Für ein humanoides Gehirn wäre das extramaristische Spektroskop tatsächlich


eine Art Kino gewesen (wenn das humanoide Gehirn etwa fünfmal schwerer und
das Kino vierdimensional gewesen wäre). In ihm waren alle Erkenntnisse des
belebten Universums seit dem Urknall und bis zum Endplumps in komprimierter
Wellenform aufgezeichnet. Äußerlich bestand es aus einer Anzahl Metallringe,
die im Abstand von einigen Metern in unterschiedlicher Höhe und Ausrichtung
aufgestellt waren und fast gleiche Durchmesser hatten.
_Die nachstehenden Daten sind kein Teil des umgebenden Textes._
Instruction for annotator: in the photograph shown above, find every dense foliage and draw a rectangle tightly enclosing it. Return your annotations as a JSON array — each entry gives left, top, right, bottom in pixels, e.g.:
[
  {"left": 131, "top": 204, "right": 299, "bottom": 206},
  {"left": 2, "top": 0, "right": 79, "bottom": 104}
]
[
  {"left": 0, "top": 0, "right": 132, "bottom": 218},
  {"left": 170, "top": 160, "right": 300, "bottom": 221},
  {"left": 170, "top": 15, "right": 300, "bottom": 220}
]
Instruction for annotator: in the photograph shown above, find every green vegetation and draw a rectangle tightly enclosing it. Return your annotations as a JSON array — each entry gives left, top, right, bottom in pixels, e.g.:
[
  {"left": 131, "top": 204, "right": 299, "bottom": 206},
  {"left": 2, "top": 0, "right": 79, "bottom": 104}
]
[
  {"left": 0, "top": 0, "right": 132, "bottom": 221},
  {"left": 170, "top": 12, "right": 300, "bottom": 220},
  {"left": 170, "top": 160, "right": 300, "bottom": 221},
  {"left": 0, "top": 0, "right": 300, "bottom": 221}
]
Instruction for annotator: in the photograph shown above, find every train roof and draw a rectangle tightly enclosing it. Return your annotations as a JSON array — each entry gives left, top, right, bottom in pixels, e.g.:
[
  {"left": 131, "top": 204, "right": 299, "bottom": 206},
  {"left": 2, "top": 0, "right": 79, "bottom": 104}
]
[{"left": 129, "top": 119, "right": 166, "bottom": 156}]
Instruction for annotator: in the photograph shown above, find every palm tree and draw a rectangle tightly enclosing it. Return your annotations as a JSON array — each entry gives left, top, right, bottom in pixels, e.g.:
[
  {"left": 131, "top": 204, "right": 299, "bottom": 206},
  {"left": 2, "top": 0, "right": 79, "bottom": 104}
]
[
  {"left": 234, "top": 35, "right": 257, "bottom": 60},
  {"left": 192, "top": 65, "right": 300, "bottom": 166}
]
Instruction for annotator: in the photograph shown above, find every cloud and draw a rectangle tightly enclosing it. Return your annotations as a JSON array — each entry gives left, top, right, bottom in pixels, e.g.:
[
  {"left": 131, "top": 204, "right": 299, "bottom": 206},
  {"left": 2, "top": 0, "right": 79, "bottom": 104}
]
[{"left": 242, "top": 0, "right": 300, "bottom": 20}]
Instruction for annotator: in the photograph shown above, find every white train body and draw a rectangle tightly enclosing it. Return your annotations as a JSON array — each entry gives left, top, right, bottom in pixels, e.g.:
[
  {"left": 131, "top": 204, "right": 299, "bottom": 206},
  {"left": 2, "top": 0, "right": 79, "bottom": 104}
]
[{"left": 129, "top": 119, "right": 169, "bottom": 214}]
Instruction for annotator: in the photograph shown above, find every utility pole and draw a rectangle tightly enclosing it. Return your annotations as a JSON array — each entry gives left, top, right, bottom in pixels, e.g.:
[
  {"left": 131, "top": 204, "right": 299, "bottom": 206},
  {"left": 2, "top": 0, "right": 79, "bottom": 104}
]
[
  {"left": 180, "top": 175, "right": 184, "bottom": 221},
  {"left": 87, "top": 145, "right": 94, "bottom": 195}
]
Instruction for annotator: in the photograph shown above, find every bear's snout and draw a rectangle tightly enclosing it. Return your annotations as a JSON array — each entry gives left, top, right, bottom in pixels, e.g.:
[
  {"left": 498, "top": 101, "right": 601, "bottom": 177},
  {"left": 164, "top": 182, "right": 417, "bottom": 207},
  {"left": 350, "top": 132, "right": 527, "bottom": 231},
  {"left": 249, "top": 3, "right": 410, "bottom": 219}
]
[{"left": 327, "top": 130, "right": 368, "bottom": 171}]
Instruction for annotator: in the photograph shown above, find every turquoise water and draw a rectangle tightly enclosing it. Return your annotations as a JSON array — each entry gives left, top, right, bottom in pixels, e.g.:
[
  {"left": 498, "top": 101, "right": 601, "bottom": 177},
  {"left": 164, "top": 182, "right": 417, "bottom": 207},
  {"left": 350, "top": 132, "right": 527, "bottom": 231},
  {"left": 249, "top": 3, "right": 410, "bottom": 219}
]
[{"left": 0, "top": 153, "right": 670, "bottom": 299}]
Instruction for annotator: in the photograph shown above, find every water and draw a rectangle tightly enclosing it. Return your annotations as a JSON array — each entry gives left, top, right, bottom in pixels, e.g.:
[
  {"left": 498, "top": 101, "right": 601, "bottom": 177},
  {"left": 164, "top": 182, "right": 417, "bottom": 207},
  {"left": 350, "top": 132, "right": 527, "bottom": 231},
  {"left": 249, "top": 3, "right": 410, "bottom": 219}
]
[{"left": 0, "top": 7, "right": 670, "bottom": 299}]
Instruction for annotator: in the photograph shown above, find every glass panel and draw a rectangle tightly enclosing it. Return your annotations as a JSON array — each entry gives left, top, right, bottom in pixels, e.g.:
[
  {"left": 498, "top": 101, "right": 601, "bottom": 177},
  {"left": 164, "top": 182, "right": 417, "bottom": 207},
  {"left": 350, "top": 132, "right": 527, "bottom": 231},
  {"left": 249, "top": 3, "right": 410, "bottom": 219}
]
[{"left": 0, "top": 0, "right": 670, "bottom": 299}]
Dieser Durchmesser war
schwer zu schätzen, da die Ringe ein irisierendes Flirren von sich gaben, was es
zusammen mit der ständigen Bewegung des Wassers in ihrer Nähe sogar
schwierig machte, ihren genauen Standort zu bestimmen.

Nichtintelligente Lebensformen wurden durch sie gewöhnlich so stark


verunsichert, daß sie es vorzogen, die Metallringe überhaupt nicht zu bemerken.
Mit den Eindrücken im Unterbewußtsein konnte man sich schließlich im Schlaf
beschäftigen... Arrgnflrts Rasse nutzte das Spektroskop fast nur noch in
Augenblicken des Zweifels und wenn einer Schwierigkeiten hatte, sich zu
irgendetwas zu entscheiden (dafür war es besonders vorteilhaft, denn wenn man
mal wieder gesehen hatte, was für Schwierigkeiten das Universum gewöhnlich
hatte, sich zu entscheiden, fühlte man sich irgendwie gestärkt). Und genau daran
dachte Arrgnflrt, während er, jetzt wieder mit höherer Geschwindigkeit, an Baja
California vorbeizog, in Richtung der Einöden vor der südamerikanischen Küste,
und in Richtung des riesigen Strudels, der sich einige Wochen im Jahr vor dem
antarktischen Kontinent bildete (und von dem die Humanoiden bisher
merkwürdigerweise nichts bemerkt hatten, mit Ausnahme derer, die darin
untergegangen waren), in Richtung eines Naturphänomens also, das selbst für
Arrgnflrt gefährlich werden konnte, und an das er, da er schon wieder in
Gedanken versunken war, überhaupt nicht dachte.

Fahren lernen

Sej spielte eine Weile auf dem Bildschirm herum. Die Informationen, die dort
erschienen, und die phantastischen Möglichkeiten, die dort angedeutet waren (in
Wirklichkeit war das der eher trockene Ebene-10a-Standard nach der ESN C2-
007), brachten ihn in eine Art euphorischen Rauschzustand. Daher dachte er
vorerst gar nicht daran, sich für irgend etwas zu entscheiden, sondern ließ sich
von einer Menüleiste in den nächsten Unterordner und eine weitere Menüleiste
von etwas, das ein Unterprogramm zu sein schien, in eine dreidimensionale
Farbgrafik hineintragen, die Walt Disney's Trickfilmexperten als blasse Stümper
hätte dastehen lassen. Der Effekt war dermaßen überzeugend, dap Sej sogar
versuchte, in den Monitor hineinzufassen, was zu seiner Überraschung möglich
war: Er konnte den momentan dargestellten Planeten (die ätherische Version
eines Gasplaneten am Rande der 10a-Ebene) mit den Fingern berühren, seine
Konsistenz ertasten, fühlen, wie kalt er war, ihn drehen und sogar eindellen
(hätte er sich bereits besser mit Simulationen ausgekannt, hätte er auch mit dem
Planeten sprechen können). Er konnte auf bestimmte Punkte zeigen und dazu
wiederum Menüleisten aufrufen, die andere Grafiken vor, hinter, oder, fast
durchsichtig, in den Monitor stellten, und er war so fasziniert von diesen
Möglichkeiten, daß er erst wieder daraus auftauchte, als seine Katze miaute.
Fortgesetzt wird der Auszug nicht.